Revenues increased in the majority of markets, including eight of the world’s top ten. Digital revenues now account for more than half (54%) of the global recorded music market, thanks to listeners’ involvement with streaming – particularly paid subscription audio streaming.’
According to the Digital Media Association, music piracy has decreased by more than 50% since 2018. However, the war against unfair competition in the music industry is never-ending, and Spotify has become the latest battleground.
Musicians are more likely to experience stress.
Nobody can deny that the music industry is very competitive and necessitates a thick skin. Although music streaming services allow artists to be more independent, they face more competition and pressure to remain relevant, popular, and at the top of their game.
They are also not viewed as profitable as the industry’s major names, which results in them being paid less for their often greater efforts.
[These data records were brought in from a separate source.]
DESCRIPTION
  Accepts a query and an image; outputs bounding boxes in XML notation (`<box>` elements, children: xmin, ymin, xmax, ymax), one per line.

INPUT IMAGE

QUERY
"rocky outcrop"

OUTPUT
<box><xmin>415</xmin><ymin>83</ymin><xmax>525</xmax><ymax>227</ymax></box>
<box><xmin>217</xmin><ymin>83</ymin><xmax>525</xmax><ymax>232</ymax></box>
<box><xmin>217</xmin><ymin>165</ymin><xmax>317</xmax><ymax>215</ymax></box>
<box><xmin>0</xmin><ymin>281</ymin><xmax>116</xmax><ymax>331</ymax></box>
While some more successful artists say that Spotify is harming the music industry by undervaluing producers, indie artists frequently hail it as a game-changer that has enabled them to reach a wider audience.
‘Spotify won’t establish your career, nor is that its obligation,’ says Brooklyn-based independent singer-songwriter Vérité. It serves as a discovery platform.
It will connect your listeners to your merchandise and shows, as well as providing back-end data to help you discover and analyze your fans.’
However, the bulk of listeners prefer to listen to mainstream music rather than purchasing records. This cycle compels the artist/band to tour for longer periods of time and release EP after EP.
When you have a lot of power, you also have a lot of responsibility.
Playlists allow Spotify to be one step ahead of its users in determining what they listen to.
Although there is hope that Spotify will continue to support diverse music listening habits and help musicians find new audiences, the platform should be more open to discussions with musicians about how it might empower them and their creativity.
Spotify, with so much sway over what music people listen to, can adjust their business model to encourage more new independent artists.
It appears to have already started down this path, saying in September 2018 that musicians would be able to directly upload their music to its platform.
Spotify has forever altered listening habits. More people now have access to more music than ever before. There has to be a method for both fans and artists to gain from this.
Spotify, for all of its technical triumphs, requires leadership and help to ensure that its revolution works for everyone.